2024/03/19 | Research | Biomechanics
Fighting heart attack down to the smallest vessels
Researchers in Bern are investigating a new method to combat the blockage of tiny coronary arteries after a heart attack. The new approach, born from a cooperation of engineers, clinicians, and the Swiss MedTech start-up CorFlow Therapeutics AG, offers a treatment option to prevent the death of heart tissue after a heart attack, responsible for poor long-term patient health.
In myocardial infarction (heart attack), the supply of the heart muscle with oxygen and nutrients is blocked by an obstruction of a major coronary artery. Even after recanalization of this artery via stent, secondary obstructions in the cardiac microcirculation (Microvascular Obstruction, MVO) occur in 40-60% of all patients. This can lead to the death of heart tissue, with a negative impact on the long-term cardiovascular health of patients. Around 30,000 people are affected by this in Switzerland every year.
“MVO is an underdiagnosed condition because it cannot be easily detected during acute treatment in the catheter lab and to date there exists no established treatment for it,” says Dominik Obrist from the ARTORG Center for Biomedical Engineering Research, University of Bern. So far, only the bigger clogged arteries have been considered for heart attack treatment – partly because current catheters cannot reach into smaller vessels. A catheter is a thin tube that is inserted into the body to examine and treat the blood vessels.
"Tackling blockages in larger vessels does not prevent cardiac tissue further down the arterial tree from dying because the blood flow no longer reaches it," says Obrist. In a longstanding collaboration with CorFlow Therapeutics AG, the research group for Cardiovascular Engineering at the ARTORG Center contributed to the development of a new technique that enables the diagnosis and treatment of MVO for the first time. The method is now being clinically tested and further refined.
Research at micrometer scale
To reach into the vessels, which are about as fine as a human hair (50 micrometers in diameter), the researchers first investigated the fluid mechanics of blood flow in the heart using a novel model mimicking vessels of the cardiac microcirculation. A first study with a newly designed balloon catheter demonstrated that MVO could be correctly diagnosed if the catheter was inflated at the site of the original obstructed artery. Measuring the pressure and resistance while infusing liquid with different flow rates into the arterial tree allowed to quantify hemodynamics and distinguish MVO from pressure relations present under healthy anatomic conditions.

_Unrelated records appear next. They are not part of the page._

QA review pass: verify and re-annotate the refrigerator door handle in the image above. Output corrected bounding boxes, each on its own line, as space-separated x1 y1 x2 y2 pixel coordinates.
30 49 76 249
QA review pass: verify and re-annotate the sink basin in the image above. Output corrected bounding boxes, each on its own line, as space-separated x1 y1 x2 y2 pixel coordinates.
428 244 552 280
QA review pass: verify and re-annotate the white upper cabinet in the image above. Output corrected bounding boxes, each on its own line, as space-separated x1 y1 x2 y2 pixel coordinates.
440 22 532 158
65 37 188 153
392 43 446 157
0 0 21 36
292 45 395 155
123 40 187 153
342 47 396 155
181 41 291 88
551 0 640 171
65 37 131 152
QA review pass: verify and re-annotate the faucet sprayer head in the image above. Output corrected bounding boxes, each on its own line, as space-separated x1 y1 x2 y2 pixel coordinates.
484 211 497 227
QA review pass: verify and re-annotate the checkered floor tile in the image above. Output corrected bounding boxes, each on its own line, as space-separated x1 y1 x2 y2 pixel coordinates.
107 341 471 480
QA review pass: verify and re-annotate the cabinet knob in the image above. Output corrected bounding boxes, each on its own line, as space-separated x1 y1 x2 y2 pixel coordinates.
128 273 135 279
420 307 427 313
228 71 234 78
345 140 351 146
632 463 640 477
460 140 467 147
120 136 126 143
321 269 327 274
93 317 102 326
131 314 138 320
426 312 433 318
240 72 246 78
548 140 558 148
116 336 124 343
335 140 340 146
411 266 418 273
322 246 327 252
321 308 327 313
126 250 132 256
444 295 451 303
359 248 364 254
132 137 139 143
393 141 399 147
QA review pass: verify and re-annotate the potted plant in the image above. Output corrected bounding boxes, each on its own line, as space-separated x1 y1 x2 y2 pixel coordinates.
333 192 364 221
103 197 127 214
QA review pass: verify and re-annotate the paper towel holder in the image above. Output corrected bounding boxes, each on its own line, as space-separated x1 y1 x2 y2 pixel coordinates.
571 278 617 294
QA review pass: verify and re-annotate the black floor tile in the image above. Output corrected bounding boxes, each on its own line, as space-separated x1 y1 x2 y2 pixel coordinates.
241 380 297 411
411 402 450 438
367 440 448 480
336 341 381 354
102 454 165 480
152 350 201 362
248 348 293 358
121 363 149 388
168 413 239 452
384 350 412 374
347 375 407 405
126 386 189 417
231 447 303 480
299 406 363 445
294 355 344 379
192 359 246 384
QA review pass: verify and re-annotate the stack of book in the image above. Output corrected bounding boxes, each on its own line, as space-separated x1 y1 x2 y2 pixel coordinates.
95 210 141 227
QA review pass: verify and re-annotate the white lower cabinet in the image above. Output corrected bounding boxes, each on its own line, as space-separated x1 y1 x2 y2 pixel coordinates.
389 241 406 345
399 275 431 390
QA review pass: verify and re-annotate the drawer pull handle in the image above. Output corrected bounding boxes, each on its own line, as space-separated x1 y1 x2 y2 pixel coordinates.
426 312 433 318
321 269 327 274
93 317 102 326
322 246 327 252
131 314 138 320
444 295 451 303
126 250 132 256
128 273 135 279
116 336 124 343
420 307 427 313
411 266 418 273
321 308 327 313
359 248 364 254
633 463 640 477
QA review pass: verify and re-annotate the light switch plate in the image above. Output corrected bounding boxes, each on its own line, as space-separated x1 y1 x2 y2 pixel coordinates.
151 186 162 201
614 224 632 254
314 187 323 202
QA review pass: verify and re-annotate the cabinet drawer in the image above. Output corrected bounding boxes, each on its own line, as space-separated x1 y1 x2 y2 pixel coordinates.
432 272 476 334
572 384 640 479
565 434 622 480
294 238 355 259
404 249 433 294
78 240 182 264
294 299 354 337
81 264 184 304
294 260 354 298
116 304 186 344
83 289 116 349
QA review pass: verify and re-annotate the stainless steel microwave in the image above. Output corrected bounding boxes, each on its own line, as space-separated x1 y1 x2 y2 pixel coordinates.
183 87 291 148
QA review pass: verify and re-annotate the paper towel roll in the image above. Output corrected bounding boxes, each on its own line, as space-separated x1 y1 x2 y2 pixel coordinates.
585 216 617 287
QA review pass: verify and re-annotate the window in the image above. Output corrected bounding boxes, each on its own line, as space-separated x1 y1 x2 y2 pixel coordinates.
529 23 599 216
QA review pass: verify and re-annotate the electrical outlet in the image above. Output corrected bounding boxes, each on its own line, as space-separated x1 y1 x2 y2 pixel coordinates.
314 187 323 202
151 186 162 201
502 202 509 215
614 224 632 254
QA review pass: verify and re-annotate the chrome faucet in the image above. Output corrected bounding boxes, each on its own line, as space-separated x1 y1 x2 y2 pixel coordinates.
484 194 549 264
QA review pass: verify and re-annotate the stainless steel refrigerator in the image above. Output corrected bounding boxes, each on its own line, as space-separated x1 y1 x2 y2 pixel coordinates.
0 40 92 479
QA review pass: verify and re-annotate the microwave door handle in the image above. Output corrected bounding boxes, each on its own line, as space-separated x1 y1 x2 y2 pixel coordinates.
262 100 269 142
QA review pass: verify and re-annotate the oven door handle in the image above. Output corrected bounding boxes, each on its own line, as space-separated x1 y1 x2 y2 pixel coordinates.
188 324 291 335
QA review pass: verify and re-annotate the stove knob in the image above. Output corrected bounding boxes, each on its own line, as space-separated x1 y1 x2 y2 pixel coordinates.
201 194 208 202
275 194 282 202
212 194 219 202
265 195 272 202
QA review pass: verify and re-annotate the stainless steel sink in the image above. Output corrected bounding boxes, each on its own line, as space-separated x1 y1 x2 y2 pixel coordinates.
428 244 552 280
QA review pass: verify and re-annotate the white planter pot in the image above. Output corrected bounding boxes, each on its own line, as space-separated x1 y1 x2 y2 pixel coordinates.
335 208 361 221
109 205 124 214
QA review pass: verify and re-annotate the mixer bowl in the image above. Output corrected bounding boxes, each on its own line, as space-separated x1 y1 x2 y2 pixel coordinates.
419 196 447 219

In a second step, the scientists investigated how clot-dissolving drugs can be infused into these tiny branches. "When an artery is blocked, the blood will look for a different way to flow and avoid this congested branch. But this phenomenon makes it very hard to infuse dissolving medication into the blocked branch as it will directly be washed out into the healthy vessels beside it," explains Yannick Rösch, PostDoc at the ARTORG Center. "We were able to show that inflating the balloon catheter, which also administers the medication, delivers sufficiently high concentrations of this medication to the blocked vessels. This allows us to reach the blockage, and the medication dosage could even be reduced because we do not have the wash-out effect."
Academia, clinic and industry partner up to bring solutions to the patient
“Our project is a prime example of networked interdisciplinary collaboration at the Bern Medical Hub - between researchers at the University of Bern, clinical experts of the Bern University Hospital, and local MedTech industry, together with the expertise of further Swiss partners to bring solutions to patients as quickly as possible,” says Obrist. The technology makes it possible to diagnose MVO during the initial treatment of heart attack patients in the catheter laboratory and to start MVO treatment immediately after stent placement. Academic partners include the ETH Zurich, the University of Zurich, the University of Applied Sciences OST in Buchs (SG) and the Cardiology Department at Inselspital Bern.
Along with in vivo testing of the new medical device as well as a first-in-human clinical trial, the research team refined their experimental model with biological expertise and recently investigated the effectiveness of clot-dissolving drugs on micro-blood clots in a microfluidic chip. "The drugs used to dissolve blood clots have severe side effects in high doses. We have now been able to show that even the smallest amounts of these known and clinically used drugs are able to dissolve individual micro blood clots," says Anastasia Milusev, research associate at the ARTORG Center. "This enables the targeted and low-dose dissolution of blood clots for the first time. Now, we need to put all the pieces of the puzzle together to make therapy for MVO available to patients.”